Solved the puzzle with no idea of what the theme could be, especially since I thought that X-SHAPED was somehow involved. Had a few satisfied AAHS when I got to the revealer. Learned how to spell MNEMONIC along the way.

Only in the crossword world does AWOL and DIN come in plural form. “Several DINS could be heard from the scrum of AWOLS battling the MUDFLOW,” said no one ever.

Anonymous 11:18 AM  

Can someone tell me the difference between an ICE BERG and an ICE FLOE?

Masked and Anonymous 11:26 AM  

@RP: Neat NZ pics. Have never been there, and would like to see more of it. Have a smooth trip home. Acrosses only, no downs, sorta.

@NYDenizen: HOW=3 (in length), I=1 (in length), WISH=4 (in length), etc. "How I wish" =3.14 is about as far as M&A usually gets, without mnemonic hints.

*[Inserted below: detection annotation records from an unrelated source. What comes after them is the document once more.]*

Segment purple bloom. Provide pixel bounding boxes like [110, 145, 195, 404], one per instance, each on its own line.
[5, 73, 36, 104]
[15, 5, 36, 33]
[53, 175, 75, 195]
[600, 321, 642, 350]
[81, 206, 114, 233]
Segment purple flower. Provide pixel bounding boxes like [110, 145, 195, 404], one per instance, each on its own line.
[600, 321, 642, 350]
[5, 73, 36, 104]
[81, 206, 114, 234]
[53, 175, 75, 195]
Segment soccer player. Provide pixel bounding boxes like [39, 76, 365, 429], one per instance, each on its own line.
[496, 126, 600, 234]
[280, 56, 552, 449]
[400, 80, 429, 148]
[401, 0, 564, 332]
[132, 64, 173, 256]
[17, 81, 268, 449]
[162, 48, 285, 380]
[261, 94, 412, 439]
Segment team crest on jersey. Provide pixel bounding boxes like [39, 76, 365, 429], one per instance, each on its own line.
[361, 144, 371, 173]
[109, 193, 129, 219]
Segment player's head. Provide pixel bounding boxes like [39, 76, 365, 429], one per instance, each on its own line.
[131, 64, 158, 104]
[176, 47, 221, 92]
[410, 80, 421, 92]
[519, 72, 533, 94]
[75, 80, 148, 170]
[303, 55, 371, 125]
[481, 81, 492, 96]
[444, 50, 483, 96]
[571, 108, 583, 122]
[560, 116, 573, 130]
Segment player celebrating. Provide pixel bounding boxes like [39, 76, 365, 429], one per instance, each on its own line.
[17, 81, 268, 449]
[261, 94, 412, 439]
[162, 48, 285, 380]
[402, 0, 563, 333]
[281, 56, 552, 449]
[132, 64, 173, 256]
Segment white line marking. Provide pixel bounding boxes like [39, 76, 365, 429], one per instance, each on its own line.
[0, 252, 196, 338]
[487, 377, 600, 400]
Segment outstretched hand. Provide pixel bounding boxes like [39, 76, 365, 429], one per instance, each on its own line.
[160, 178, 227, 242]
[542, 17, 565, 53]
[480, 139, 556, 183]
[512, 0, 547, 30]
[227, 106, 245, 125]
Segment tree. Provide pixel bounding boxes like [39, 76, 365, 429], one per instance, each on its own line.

fave moo-cow eazy-E MonPuz clue: {"___ upon a time…"} = ONCE.
staff weeject pick: SHH. Cousin of AAHS. Is there a Wizard of Aahs somewhere, officially makin this stuff up?

fave stuff definitely included: MUDFLOW. MNEMONIC and clue. ANTITOXIN. ROCKOPERA. XSHAPED. ZINC. STRAP on a watch puztheme-cousin-clue.

Nice, basic MonPuz theme. Quick solvequest, if U do both Acrosses and Downs. M&A is a witness.

Thanx for the fun, Mr. Weller dude. Good job.

Masked & Anonymo3Us


yer chance to have no hope of solvin a crossword in under one minute:
**gruntz**

Anonymous 11:28 AM  

As someone who lives in the shadow of Mt. Rainier (though not in a valley where I would literally be buried when an eruption occurs), mudflow is a very common word around here. Lahar is used just as often—but that is Wednesday difficulty—not Monday.

Nancy 12:21 PM  

Wow, I'm really late getting here. Guess my morning didn't go like CLOCKWORK. But I liked this puzzle a lot and I knew in advance that the revealer would be something about a clock.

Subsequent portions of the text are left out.